Not Created Equal

Posted

Yesterday’s post pointed out that it can be hard to distinguish cause and effect from random variation. One way to tell them apart is to vary the simulation parameters systematically to see when various phenomena appear and disappear. For example, suppose we modify the simulation to account for the fact that not all tasks are created equal. Some bugs and features have higher priority than others, and our team will generally work on more important items before they work on less important ones.

Alongside the Store we have been using to model our work queue, SimPy offers a PriorityStore that keeps items sorted in priority order. (The lower the item’s score, the higher its priority.) Let’s modify the Simulation class to make the development and testing queues priority stores:

class Simulation:

    def __init__(self, params):
        self.params = params
        self.env = simpy.Environment()
        self.dev_queue = simpy.PriorityStore(self.env)
        self.test_queue = simpy.PriorityStore(self.env)
        self.queue_log = []

and then add a new parameter task_priorities whose value is a list of probabilities:

PARAMS = {
    previous code
    "task_priorities": [0.1, 0.3, 0.6],
}

The list shown above tells us that there’s a 10% chance of a new task having priority 0, a 30% chance of it having priority 1, and a 60% chance of it having priority 2. When we create a task, we assign it a priority at random with these weights:

    def task_priority(self):
        return random.choices(
            list(range(len(self.params["task_priorities"]))),
            weights=self.params["task_priorities"],
            k=1
        )[0]

(We need the [0] at the end because random.choices always returns a list of choices, even when we tell it we only want one value.) Finally, when we’re adding a new task to the development queue we wrap it in a PriorityItem to pair the task with its priority:

    def generate(sim):

        while True:
            yield sim.timeout(sim.task_arrival())
            task = Task(sim)
            yield sim.dev_queue.put(simpy.PriorityItem(task["priority"], task))
10/30/60
Queue lengths: 10/30/60
30/30/40
Queue lengths: 30/30/40
40/30/30
Queue lengths: 40/30/30
40/40/20
Queue lengths: 40/40/20

The top (green) line in these four charts is the number of priority-2 tasks waiting in the development queue. It grows steadily because developers are basically busy at all times with higher-priority tasks; it’s only when 80% or more of tasks are higher priority that we start to see a backlog of priority-1 tasks build up. I don’t know if I expected this or not, but I certainly didn’t expect that the testers would always be able to keep up with tasks of all priorities.

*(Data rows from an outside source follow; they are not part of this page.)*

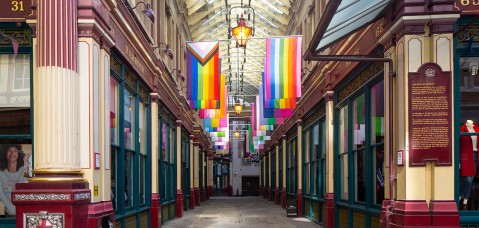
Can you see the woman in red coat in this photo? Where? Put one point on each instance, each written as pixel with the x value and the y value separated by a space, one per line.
pixel 468 148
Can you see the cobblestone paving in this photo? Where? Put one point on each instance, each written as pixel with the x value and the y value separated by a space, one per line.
pixel 236 212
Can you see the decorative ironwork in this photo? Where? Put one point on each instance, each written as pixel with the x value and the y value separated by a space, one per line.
pixel 80 196
pixel 143 94
pixel 115 66
pixel 359 80
pixel 42 197
pixel 130 80
pixel 23 36
pixel 468 32
pixel 315 116
pixel 53 220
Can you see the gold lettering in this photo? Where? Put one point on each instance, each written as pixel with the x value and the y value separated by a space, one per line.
pixel 17 6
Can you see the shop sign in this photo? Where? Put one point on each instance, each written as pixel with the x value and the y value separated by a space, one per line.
pixel 467 6
pixel 430 134
pixel 17 9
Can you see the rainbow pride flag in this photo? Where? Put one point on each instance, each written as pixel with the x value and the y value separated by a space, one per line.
pixel 282 81
pixel 203 74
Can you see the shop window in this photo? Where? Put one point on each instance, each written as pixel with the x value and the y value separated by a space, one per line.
pixel 361 129
pixel 469 130
pixel 15 127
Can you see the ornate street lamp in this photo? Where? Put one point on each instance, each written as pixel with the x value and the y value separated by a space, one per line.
pixel 241 32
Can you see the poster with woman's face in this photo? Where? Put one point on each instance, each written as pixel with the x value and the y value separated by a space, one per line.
pixel 15 167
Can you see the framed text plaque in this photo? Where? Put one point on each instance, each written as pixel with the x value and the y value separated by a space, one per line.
pixel 430 114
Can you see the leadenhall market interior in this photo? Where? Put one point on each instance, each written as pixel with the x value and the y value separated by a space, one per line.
pixel 349 113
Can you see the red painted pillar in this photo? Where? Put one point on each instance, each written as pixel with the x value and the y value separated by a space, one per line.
pixel 155 211
pixel 299 195
pixel 192 198
pixel 179 203
pixel 197 196
pixel 276 196
pixel 328 212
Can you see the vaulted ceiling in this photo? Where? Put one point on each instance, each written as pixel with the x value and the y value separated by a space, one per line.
pixel 210 20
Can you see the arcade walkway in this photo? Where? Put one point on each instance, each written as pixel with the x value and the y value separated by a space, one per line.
pixel 233 212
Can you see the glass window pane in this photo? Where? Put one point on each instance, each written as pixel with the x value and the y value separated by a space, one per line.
pixel 359 122
pixel 143 127
pixel 377 113
pixel 360 175
pixel 114 114
pixel 128 179
pixel 378 161
pixel 129 120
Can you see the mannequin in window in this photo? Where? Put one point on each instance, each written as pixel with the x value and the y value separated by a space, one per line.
pixel 468 161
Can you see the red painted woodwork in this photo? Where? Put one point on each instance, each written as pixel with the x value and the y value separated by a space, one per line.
pixel 410 214
pixel 192 198
pixel 155 210
pixel 299 195
pixel 276 196
pixel 179 203
pixel 328 212
pixel 69 199
pixel 97 211
pixel 197 196
pixel 444 214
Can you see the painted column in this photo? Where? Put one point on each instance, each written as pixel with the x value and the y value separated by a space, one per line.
pixel 299 164
pixel 155 195
pixel 276 192
pixel 269 175
pixel 192 166
pixel 196 175
pixel 328 212
pixel 179 192
pixel 55 86
pixel 211 187
pixel 283 141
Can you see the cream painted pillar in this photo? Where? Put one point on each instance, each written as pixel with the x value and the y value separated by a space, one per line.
pixel 56 94
pixel 178 155
pixel 155 97
pixel 299 165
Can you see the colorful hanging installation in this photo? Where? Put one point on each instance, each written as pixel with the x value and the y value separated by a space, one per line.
pixel 217 113
pixel 203 74
pixel 282 81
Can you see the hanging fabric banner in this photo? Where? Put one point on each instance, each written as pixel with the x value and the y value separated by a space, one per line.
pixel 282 81
pixel 203 74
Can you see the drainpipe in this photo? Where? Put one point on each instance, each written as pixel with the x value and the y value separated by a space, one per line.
pixel 364 58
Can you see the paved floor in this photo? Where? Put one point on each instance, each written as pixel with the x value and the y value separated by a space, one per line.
pixel 238 212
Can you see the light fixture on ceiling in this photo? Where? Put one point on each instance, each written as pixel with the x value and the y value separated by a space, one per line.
pixel 179 75
pixel 147 11
pixel 238 107
pixel 167 50
pixel 241 32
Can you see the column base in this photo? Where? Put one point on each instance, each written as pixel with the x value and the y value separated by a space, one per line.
pixel 197 196
pixel 328 212
pixel 155 210
pixel 413 213
pixel 299 198
pixel 192 198
pixel 67 203
pixel 179 203
pixel 444 214
pixel 276 196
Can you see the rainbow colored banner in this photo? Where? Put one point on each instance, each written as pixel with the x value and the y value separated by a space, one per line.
pixel 203 74
pixel 221 112
pixel 282 81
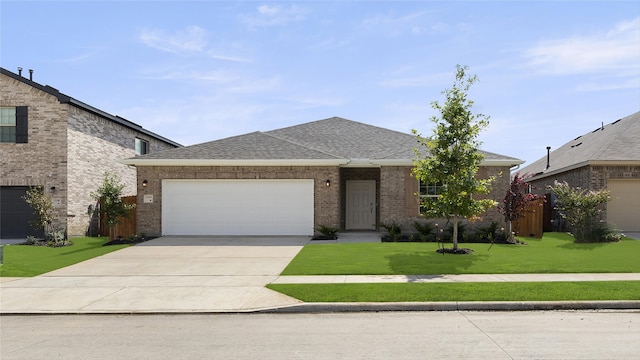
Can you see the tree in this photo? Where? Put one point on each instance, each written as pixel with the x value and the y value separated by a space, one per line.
pixel 581 209
pixel 111 205
pixel 453 157
pixel 516 200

These curves look familiar to me. In my previous role at Plotly, I was responsible for managing the backlog of bug reports and feature requests for the open source libraries. When I started in April 2025, nobody had gone through them for several years; over that summer, I cleared out enough stale and duplicated items to get the three main repositories from about 7000 issues down to about 1700. I then watched as the number grew slowly but steadily over the next twelve months. Everyone on the team was working hard, but if your library, tool, or application is useful, there will always be more work to do than people to do it. The only “solution” is to be ruthless about labeling so that you don’t get demoralized.